Observation of crater formation by cameras and sampling of prestine materials (extra bonus if successful)

P-2
Page title: Hayabusa 2 colliding device

S1: SCI(Small Carry-on Impactor)

S2: Create an artificial crater by a collision process

d1: Acceleration by rocket motors etc will mean longer acceleration distances and neccesitate guidance,
leading to system becoming too complicated.

S3: Use an explosion formed intrusion mass which can be created in a very short time so that the colliding device itself willl not neeed to
control its own attitude and carry out guidance.

d2: Acceleration of a metal object by an explosive charge
d3: Ultra-short time acceleration: (up to 2km/s in 1ms or less)
d4: Less contamination of the soil because explosion itself will not crate the crater
d5: Casing material will fly away by the force of explosion

P-3
Page title: Colliding device configuration (graphics and from left to right, section or areawise)

Re-entry vehicle (pale blue area on the left)
and it includes cameras

Remaining area(s) to the right of the re-entry vehicle depicts the collision device which includes:

A: Seperation mechanism (which, I think, is slightly tinted)

and its collision device interface section contains wired interface, pyros for seperation and seperation connecter spring


B: Collision device body

and this consists of :

B-1: Collision controller which includes:

temp. monitors, heaters, power source circuits, sequensers, seperation detecting sensors, primary batteries, ignition/safety mechaism,
heat controlling materials

B-2: Collision explosive section which contains:

relay explosive (ignition explosive?), main explosive charge and a metal liner

P-4
Page title: Mass etc

S1: Mass: Less than 20kg (including seperation mechanism)
S2: Physical size: 300mm diamter x 300mm height
S3: Location: Z face of the probe (inside the rocket coupling ring)

P-5
Page title: Seperation mechanism

S1: Spin seperation (same as Hayabusa)

d1: Collision device itself is not equipped with an attitude control system. Mothership will direct the device.
d2: Spin will be given becuse of the long time before collision (40 minitues) after seperation to maintain its attitude.

P-6
Page title: Outline of collision operation

S1: Colliding device will scatter small fragments in all directions (with velocities up to a few km/s). In addition, landing on the asteroid surface will mean
soil scattering.
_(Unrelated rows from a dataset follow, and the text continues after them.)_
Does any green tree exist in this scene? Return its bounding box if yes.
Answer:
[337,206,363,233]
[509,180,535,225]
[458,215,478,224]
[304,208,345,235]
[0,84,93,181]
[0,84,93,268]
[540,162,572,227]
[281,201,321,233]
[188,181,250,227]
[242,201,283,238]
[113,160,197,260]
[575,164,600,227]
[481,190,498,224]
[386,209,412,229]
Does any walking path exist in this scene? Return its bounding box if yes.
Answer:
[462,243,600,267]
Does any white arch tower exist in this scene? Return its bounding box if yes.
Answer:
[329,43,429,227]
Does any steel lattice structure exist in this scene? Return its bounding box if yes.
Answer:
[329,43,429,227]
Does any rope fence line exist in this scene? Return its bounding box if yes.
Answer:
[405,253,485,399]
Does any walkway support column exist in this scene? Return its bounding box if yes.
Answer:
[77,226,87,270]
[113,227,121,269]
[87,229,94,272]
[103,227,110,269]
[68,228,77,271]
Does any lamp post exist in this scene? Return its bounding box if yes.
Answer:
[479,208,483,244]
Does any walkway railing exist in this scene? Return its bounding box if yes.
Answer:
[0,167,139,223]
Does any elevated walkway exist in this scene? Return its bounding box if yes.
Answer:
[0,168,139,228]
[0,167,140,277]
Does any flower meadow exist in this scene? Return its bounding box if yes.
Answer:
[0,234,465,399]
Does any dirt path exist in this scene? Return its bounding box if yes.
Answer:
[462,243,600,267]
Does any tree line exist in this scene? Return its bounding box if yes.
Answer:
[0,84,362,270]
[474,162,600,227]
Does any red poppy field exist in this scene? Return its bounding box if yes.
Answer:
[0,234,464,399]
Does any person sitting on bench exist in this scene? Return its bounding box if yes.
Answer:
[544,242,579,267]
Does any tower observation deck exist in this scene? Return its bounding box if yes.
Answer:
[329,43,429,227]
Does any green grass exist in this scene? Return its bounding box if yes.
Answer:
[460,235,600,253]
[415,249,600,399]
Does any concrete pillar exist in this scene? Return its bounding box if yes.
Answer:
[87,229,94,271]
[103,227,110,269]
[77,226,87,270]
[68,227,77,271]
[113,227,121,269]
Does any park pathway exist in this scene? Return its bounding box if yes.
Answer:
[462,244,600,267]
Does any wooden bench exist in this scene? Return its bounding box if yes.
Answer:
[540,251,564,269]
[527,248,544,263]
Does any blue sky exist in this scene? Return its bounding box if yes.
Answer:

For this reason, the probe will hide behind the asteroid immediately after the seperation.

(after this, there are 3 boxes as follows)

Box 1: Debris avoidance operation: Hide behind the asteroid.

Box 2: Avoiding high speed ijecta by hiding behind the asteroid: Hide behind the asteroid.

Box 3: Avoiding low speed ijecta: Keep enough distance from the asteroid if they are doing regular orbital flying. At ultra high altitudes
they will have very small velocities and impact effects will be minimal and the probability of collision itself will be very small.